Hands down, Alex Rodriguez, as he led the majors with a 96.6 VORP this season. His closest competitor, Magglio Ordonez, took home the batting title crown, but he has two strikes against him: his team isn't in the playoffs, and he didn't lead the league in home runs or RBIs (Rodriguez did).

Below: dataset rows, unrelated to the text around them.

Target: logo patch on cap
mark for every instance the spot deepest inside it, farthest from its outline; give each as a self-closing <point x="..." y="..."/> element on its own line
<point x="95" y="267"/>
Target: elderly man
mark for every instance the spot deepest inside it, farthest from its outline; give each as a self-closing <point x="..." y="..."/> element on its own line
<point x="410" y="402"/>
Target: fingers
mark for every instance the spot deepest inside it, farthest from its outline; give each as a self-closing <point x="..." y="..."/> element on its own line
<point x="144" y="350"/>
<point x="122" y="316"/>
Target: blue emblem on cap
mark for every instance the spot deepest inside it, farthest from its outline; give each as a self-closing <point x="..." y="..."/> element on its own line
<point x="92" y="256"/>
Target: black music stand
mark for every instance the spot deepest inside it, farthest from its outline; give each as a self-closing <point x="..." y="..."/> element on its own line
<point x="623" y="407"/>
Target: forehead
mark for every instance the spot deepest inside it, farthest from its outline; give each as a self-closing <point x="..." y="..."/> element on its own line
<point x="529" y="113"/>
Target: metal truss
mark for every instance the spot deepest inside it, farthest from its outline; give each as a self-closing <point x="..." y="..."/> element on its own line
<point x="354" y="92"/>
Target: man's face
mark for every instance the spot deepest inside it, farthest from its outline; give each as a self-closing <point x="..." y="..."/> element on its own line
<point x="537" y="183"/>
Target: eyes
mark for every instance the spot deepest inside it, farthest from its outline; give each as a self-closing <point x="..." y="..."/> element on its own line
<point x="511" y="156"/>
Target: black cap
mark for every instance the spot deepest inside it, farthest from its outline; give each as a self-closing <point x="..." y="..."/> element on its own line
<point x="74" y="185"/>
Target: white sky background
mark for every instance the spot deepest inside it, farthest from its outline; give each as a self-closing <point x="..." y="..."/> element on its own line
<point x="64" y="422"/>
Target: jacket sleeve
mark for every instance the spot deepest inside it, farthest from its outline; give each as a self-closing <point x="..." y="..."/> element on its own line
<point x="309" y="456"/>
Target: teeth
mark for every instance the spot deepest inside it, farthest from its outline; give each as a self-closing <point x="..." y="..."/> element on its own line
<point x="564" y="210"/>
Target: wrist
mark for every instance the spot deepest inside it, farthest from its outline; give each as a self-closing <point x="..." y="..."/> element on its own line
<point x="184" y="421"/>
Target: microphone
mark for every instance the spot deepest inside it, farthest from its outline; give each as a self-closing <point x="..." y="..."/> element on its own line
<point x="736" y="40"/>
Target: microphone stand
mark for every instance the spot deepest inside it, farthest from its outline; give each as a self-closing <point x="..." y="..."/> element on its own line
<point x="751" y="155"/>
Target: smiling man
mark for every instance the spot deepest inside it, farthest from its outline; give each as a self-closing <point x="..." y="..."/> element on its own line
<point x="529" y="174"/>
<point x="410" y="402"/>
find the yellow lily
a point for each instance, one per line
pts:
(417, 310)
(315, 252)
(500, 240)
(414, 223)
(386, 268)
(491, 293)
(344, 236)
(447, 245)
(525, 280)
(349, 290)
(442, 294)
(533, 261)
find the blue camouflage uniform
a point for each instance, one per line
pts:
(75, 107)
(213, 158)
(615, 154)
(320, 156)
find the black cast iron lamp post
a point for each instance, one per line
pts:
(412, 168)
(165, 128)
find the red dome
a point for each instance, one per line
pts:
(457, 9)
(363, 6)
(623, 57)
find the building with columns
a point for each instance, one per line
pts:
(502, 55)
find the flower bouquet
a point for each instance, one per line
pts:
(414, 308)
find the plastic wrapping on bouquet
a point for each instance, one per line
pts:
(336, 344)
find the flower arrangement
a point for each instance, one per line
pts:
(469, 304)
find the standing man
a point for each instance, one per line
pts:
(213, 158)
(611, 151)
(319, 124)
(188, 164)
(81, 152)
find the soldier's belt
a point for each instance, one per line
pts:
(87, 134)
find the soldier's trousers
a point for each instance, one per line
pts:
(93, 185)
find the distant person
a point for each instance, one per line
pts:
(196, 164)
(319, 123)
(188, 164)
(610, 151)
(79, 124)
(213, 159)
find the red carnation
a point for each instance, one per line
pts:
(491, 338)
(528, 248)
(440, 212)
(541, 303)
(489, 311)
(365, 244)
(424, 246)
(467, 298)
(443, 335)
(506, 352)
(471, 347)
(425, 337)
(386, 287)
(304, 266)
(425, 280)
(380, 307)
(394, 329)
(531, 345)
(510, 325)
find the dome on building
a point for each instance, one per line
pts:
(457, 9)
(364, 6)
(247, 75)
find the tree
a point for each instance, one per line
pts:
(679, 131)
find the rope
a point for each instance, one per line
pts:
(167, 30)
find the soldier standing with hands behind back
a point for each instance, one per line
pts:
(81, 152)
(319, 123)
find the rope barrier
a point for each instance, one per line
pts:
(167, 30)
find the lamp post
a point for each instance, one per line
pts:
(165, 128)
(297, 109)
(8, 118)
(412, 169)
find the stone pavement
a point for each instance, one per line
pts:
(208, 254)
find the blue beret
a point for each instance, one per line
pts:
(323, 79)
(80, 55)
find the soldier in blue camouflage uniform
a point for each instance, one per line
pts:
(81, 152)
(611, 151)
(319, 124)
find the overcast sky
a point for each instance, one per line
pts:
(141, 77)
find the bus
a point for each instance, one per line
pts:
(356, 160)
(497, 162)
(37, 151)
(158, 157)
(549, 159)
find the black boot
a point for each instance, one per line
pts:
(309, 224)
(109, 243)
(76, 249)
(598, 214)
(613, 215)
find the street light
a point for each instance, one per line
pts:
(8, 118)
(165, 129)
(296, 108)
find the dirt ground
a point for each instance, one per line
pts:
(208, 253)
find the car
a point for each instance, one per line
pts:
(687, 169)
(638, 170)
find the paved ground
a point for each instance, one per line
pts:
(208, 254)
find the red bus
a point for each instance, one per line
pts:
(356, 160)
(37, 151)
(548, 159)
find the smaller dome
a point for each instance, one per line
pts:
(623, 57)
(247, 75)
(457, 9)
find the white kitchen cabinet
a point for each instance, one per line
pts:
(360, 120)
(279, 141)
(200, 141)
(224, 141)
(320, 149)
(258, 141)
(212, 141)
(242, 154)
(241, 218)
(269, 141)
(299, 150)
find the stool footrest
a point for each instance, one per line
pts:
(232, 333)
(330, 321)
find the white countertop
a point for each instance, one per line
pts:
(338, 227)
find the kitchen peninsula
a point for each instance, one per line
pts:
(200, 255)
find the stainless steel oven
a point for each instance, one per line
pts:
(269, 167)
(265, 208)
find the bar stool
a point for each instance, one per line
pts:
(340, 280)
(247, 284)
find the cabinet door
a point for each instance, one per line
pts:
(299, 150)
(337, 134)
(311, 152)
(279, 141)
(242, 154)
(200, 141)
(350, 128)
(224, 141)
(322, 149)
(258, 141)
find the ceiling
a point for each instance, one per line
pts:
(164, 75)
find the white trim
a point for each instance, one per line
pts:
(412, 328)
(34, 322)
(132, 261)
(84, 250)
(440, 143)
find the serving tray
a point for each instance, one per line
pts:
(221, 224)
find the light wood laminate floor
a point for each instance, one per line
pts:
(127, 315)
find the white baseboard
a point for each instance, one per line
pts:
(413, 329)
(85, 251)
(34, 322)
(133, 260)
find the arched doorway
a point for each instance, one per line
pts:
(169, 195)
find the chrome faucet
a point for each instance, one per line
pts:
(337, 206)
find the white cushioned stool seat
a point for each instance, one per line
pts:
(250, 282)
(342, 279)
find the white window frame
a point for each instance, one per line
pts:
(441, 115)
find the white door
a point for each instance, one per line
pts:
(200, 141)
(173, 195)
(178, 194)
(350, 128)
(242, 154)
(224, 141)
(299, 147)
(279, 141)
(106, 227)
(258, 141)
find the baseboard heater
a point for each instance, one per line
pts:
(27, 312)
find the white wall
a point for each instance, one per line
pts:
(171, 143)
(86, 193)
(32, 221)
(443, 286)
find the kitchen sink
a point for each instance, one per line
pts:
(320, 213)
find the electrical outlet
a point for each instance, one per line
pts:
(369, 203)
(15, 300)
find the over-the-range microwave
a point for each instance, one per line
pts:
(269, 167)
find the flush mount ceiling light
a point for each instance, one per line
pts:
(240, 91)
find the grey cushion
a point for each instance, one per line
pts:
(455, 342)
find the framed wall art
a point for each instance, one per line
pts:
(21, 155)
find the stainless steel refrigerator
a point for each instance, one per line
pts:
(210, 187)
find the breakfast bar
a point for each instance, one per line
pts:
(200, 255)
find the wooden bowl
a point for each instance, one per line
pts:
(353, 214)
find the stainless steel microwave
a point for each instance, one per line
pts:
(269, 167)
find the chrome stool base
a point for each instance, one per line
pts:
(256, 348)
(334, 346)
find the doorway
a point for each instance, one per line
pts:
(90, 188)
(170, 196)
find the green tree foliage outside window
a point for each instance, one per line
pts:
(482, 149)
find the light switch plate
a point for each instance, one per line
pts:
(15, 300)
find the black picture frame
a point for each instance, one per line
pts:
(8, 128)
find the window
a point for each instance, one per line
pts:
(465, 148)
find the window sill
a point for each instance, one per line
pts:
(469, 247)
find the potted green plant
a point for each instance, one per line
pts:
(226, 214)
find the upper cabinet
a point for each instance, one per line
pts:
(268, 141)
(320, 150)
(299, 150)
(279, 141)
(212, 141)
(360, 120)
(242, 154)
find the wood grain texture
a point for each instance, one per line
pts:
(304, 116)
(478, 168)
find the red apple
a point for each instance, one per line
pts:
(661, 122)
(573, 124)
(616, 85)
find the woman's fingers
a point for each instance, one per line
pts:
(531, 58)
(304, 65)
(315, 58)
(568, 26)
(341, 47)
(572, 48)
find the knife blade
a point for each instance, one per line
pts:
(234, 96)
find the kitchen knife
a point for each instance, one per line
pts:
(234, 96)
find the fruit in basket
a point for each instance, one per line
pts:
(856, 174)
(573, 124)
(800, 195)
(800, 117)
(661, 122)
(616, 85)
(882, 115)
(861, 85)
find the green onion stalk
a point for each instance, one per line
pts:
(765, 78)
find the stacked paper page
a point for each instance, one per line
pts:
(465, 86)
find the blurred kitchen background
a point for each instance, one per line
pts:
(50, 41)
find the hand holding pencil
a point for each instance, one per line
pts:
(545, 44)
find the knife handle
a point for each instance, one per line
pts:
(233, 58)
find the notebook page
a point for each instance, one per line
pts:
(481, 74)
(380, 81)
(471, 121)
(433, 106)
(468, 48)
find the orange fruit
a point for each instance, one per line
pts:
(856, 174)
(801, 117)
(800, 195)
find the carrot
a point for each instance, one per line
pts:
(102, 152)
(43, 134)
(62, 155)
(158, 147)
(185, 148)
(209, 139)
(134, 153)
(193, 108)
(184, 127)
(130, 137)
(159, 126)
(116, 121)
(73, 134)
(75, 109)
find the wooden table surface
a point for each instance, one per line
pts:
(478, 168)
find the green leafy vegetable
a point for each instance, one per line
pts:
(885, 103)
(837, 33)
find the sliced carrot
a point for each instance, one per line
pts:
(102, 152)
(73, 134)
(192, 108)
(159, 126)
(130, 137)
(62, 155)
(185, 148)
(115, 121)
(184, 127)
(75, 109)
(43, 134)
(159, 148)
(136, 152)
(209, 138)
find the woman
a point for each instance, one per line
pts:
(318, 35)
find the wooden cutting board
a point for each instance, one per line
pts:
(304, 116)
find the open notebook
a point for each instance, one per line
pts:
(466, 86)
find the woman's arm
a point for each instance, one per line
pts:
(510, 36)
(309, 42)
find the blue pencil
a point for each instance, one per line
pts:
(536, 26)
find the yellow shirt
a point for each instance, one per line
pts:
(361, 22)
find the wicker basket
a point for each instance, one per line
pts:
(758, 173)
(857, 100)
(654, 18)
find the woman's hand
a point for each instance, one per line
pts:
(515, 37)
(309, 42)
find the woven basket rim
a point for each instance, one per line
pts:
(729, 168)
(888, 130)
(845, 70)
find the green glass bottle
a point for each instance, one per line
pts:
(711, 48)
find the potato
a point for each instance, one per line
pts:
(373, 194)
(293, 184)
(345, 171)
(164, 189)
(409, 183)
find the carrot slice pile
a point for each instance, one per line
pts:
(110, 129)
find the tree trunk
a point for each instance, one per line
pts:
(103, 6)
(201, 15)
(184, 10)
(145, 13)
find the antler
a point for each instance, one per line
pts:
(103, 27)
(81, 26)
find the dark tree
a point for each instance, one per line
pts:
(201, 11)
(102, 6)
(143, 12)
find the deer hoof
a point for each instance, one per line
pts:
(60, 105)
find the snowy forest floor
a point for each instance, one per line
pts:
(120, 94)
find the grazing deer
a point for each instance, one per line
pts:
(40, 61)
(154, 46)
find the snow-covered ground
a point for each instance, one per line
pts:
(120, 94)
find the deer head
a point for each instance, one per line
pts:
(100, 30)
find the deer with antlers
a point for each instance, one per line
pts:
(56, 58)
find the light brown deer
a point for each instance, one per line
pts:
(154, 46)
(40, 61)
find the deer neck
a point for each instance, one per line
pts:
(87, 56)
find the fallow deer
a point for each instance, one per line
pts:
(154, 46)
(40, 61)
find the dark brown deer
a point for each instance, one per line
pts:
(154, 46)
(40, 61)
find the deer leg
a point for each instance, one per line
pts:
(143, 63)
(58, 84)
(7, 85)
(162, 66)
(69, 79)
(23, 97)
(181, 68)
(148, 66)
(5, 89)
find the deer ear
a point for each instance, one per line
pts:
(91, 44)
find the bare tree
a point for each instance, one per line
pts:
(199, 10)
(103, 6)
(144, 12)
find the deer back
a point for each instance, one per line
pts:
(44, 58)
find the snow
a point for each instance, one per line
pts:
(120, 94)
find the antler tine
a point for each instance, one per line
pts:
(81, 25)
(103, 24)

Hanley Ramirez took home the VORP title this year with 89.5, second only to Rodriguez. There's no way he gets the MVP award, though, because his team isn't in the playoffs and because he didn't lead the league in home runs or RBIs. So if he's out, who gets it? There are three guys in the front-running, any of whom could take home the hardware: Prince Fielder, Ryan Howard, and Matt Holliday. Fielder led the league in home runs, with Howard second; Holliday led the league in RBIs, with Howard second; and Holliday led the league in batting average. Since Fielder's team isn't in the playoffs, I doubt he'll get it. My guess is that Matt Holliday will probably take home the award, because RBIs seem to have more of a "most valuable" feel, and because the late-season run by the Rockies will be fresh in everyone's minds as they turn in their ballots. He's not a bad choice, as he's the fourth-best candidate in the NL, behind Ramirez, David Wright, and Chipper Jones.
AL Cy Young
The AL's best pitcher this year was C.C. Sabathia. Even though his team is in the playoffs, he just doesn't have those Cy Young tokens, also known as "wins," as Josh Beckett has. Beckett's team is, unfortunately for Sabathia, also in the playoffs. Beckett wins.
NL Cy Young
Can you believe the season Jake Peavy has had? 9.67 K/9 with a 77.0 VORP, 11 points better than his closest competitor, Brandon Webb. Even though Webb's team is in the playoffs and Peavy's isn't, the voters HATE giving back-to-back Cy Young awards (see Clemens, Roger and Santana, Johan in 2005). Peavy also won the pitching triple crown this year in the NL and led the majors in both strikeouts and ERA.
AL Rookie of the Year
The deserving candidate here is none other than Jeremy Guthrie (show of hands: who has heard of Mr. Guthrie?), pitcher for the Baltimore Orioles. The award will most likely go to Daisuke Matsuzaka, and there's a small (har har) chance it goes to Dustin Pedroia. Probably Matsuzaka, though.
NL Rookie of the Year
Ryan Braun stands head-and-shoulders above everyone else in the NL, a full 17 points of VORP away from Hunter Pence and Troy Tulowitzki. Even though Tulowitzki's team is in the playoffs (and he played a full season for the Rockies, while Braun came up in late May), I think Braun still gets the award.
And just for fun, the worst hitter in MLB this year was Nick Punto, third baseman for the Twins, and the worst pitcher was Mike Maroth, who in just 38 innings pitched for St. Louis managed to outstrip every other pitcher in negative VORP. One of the main reasons St. Louis missed the playoffs this season in the NL Sucktrel.